Writing vs Living
My mother died last week. She was eighty one, and had had an amazing life, and was getting frail, so it was a blessedly sudden and speedy release for her, but a terrible shock for the rest of us. Grief is a strange, exhausting business. It comes at you in waves over which you have no control. Every time you think are okay to stand up it knocks you down again. And again. The frequency of this reduces in time of course, but not always the intensity. I know that with my father, who died fifteen years ago, I can still feel the loss of him like a hammer-blow to the back of the head.
So I was somewhat taken aback when a well-meaning acquaintance to whom I had broken the news about Mum said: 'Oh but this is the sort of thing you write about all the time isn't it'. As if writing about Love and Loss (which, yes,I do) might somehow lessen the punch of such dramas when they occur in my 'real' life. I was kind to her. I swallowed my tears. I said I saw her point, but that writing about such things was like swimming, while experiencing them was like drowning.
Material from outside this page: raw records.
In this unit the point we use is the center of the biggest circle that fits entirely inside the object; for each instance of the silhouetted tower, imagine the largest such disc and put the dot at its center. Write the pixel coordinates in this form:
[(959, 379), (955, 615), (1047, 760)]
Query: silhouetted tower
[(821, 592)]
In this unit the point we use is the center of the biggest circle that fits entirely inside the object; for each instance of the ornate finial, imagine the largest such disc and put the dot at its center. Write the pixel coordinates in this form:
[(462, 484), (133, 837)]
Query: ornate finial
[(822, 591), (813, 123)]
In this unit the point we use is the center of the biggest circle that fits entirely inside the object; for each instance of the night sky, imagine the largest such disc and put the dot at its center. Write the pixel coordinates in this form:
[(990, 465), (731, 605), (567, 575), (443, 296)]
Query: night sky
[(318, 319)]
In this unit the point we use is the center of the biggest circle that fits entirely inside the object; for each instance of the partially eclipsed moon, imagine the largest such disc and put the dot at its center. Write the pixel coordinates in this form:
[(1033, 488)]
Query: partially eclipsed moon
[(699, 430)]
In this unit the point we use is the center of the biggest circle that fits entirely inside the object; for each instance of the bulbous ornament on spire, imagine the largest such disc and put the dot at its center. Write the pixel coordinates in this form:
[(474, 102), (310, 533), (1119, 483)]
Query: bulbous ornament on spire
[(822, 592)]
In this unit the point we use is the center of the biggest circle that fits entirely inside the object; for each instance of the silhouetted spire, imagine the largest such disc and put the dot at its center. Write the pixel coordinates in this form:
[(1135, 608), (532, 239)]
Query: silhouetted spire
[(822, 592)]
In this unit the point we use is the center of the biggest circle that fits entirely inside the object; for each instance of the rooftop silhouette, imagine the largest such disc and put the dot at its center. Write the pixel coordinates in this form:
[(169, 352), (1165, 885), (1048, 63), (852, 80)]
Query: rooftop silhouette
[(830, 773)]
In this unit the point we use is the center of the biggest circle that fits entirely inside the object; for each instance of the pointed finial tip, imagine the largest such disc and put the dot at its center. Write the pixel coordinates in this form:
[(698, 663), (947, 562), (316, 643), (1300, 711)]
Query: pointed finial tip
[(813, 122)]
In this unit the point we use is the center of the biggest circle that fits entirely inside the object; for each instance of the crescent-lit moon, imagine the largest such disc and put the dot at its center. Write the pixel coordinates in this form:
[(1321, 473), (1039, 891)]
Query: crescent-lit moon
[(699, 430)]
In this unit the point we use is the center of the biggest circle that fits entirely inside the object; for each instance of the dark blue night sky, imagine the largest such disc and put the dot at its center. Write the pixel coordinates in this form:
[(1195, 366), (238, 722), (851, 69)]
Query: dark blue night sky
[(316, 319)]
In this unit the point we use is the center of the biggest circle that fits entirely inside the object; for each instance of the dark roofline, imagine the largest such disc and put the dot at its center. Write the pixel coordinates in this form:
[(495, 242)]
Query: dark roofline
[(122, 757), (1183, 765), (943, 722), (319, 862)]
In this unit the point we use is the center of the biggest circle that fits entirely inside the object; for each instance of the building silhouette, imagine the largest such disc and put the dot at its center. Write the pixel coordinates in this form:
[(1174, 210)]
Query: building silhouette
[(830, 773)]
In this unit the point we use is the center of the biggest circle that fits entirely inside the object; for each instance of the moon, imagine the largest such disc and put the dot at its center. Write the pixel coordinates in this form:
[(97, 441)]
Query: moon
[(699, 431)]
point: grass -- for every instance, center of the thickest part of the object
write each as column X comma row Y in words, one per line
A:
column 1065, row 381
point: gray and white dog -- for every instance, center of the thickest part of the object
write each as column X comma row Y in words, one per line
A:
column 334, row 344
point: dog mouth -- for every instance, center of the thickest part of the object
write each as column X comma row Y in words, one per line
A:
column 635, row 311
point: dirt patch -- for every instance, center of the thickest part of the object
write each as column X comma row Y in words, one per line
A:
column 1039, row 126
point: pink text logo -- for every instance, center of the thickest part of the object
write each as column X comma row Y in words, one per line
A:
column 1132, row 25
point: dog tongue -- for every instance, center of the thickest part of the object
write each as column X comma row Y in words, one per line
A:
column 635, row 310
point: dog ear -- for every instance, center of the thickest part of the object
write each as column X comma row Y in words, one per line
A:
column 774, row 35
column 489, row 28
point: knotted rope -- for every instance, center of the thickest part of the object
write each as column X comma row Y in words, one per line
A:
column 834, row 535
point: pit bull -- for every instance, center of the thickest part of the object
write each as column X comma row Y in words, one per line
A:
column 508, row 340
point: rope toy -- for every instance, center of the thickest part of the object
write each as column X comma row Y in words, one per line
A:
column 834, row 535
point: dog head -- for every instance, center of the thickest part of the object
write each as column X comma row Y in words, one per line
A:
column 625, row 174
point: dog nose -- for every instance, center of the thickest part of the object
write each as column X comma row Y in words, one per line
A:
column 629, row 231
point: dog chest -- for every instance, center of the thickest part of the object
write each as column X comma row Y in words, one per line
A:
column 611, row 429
Nora Ephron famously said of life's experiences that for a writer everything is 'grist to the mill'. Yes, it can be. But only after a process of fermentation and resurfacing and the protective, refracting prism of the imagination. In the meantime the tsunami of real life hits the writer as hard as the next person. Joy is joyous and pain hurts like fuck. The shock of loss renders the mind blank. On hearing that Mum was dying I couldn't even think how to open my front door.
Writing is tough. But nothing like as tough as the business of being alive.